2. Analyse du spectre de vibration
Détectez les vibrations anormales via des accéléromètres. Un VFD de ventilateur provoquait une résonance mécanique due aux harmoniques de sortie, résolues en ajustant la fréquence porteuse.
3. Détection des interférences CEM
Utilisez un analyseur de spectre pour vérifier :
● Contenu harmonique côté entrée-(THD < 5 %).
● Sortie-côté dv/dt (recommandé < 1 000 V/μs).
Un cas de dysfonctionnement de l'automate provenait d'un onduleur dépourvu de self de sortie.
VII. Arbre de décision de maintenance
Établir un processus de traitement à plusieurs niveaux :
Défaut de niveau 1 (Erreur de paramètre/Erreur de fonctionnement) → Réinitialisation immédiate.

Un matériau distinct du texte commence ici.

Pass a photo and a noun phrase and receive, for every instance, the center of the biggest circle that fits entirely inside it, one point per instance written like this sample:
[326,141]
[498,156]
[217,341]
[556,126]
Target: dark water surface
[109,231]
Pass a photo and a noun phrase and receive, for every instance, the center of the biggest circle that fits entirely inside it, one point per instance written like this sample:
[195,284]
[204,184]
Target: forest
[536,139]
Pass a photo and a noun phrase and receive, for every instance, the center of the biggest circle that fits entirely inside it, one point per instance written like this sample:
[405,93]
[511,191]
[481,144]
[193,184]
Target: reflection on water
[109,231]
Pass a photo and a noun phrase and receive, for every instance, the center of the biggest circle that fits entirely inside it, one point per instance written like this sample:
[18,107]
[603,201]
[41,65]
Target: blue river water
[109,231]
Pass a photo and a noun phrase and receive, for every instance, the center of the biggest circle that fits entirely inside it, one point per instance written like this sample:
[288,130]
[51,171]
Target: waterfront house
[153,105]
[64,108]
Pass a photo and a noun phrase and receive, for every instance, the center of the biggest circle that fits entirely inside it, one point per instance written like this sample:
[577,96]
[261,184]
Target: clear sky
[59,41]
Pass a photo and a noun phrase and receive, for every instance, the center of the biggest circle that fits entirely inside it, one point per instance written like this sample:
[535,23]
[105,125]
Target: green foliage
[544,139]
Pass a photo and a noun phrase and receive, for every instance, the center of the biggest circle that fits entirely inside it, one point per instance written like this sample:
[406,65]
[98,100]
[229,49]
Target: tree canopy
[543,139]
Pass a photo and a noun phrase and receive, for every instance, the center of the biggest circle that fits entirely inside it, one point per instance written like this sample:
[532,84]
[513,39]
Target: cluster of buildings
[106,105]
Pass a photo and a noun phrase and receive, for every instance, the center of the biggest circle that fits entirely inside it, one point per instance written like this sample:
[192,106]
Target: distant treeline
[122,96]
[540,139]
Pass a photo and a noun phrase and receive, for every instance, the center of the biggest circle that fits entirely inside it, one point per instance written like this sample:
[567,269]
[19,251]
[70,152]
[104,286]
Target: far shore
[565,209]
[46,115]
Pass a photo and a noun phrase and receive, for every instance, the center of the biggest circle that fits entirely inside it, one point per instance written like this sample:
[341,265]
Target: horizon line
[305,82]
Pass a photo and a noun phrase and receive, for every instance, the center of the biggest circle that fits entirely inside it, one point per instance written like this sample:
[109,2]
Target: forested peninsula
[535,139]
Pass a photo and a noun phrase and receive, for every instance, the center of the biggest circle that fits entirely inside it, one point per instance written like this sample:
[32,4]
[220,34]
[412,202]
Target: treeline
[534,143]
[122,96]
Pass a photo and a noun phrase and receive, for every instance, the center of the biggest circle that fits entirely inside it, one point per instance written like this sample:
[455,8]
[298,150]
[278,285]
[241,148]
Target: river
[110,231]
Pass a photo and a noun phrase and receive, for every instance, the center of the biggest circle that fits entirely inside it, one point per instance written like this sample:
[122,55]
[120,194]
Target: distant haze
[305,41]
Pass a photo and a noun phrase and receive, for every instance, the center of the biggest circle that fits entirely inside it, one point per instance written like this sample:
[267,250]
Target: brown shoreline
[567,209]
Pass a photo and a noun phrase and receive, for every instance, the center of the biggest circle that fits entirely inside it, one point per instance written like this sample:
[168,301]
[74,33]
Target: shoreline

Défaut de niveau 2 (vieillissement du condensateur/panne du ventilateur) → Maintenance programmée.
Défaut de niveau 3 (défaillance de l'IGBT/grillage de la carte) → Réparation professionnelle.
Une certaine usine automobile a réduit le temps moyen de résolution des pannes de 8 heures à 2 heures grâce à ce processus.
Conclusion
Le diagnostic des défauts de l'onduleur doit suivre le principe "de l'externe à l'interne, du simple au complexe", combiné à la méthode en quatre -étapes : "observer, écouter, demander et mesurer". Il est conseillé aux entreprises de mettre en place un système de maintenance préventive comprenant :
● Entretien trimestriel (dépoussiérage/fixation).
● Inspections annuelles (condensateurs/isolation).
● Révisions triennales (remplacement des composants vieillissants).
Les méthodes d'inspection systématiques et les stratégies de maintenance scientifique améliorent considérablement la fiabilité opérationnelle du VFD. La pratique démontre qu'une maintenance standardisée réduit les taux de défaillance des VFD de plus de 60 % et prolonge la durée de vie moyenne de 3 à 5 ans. Le personnel de maintenance doit continuellement mettre à jour sa base de connaissances, notamment en ce qui concerne les techniques de test des nouveaux dispositifs d'alimentation SiC, pour suivre le rythme des avancées technologiques.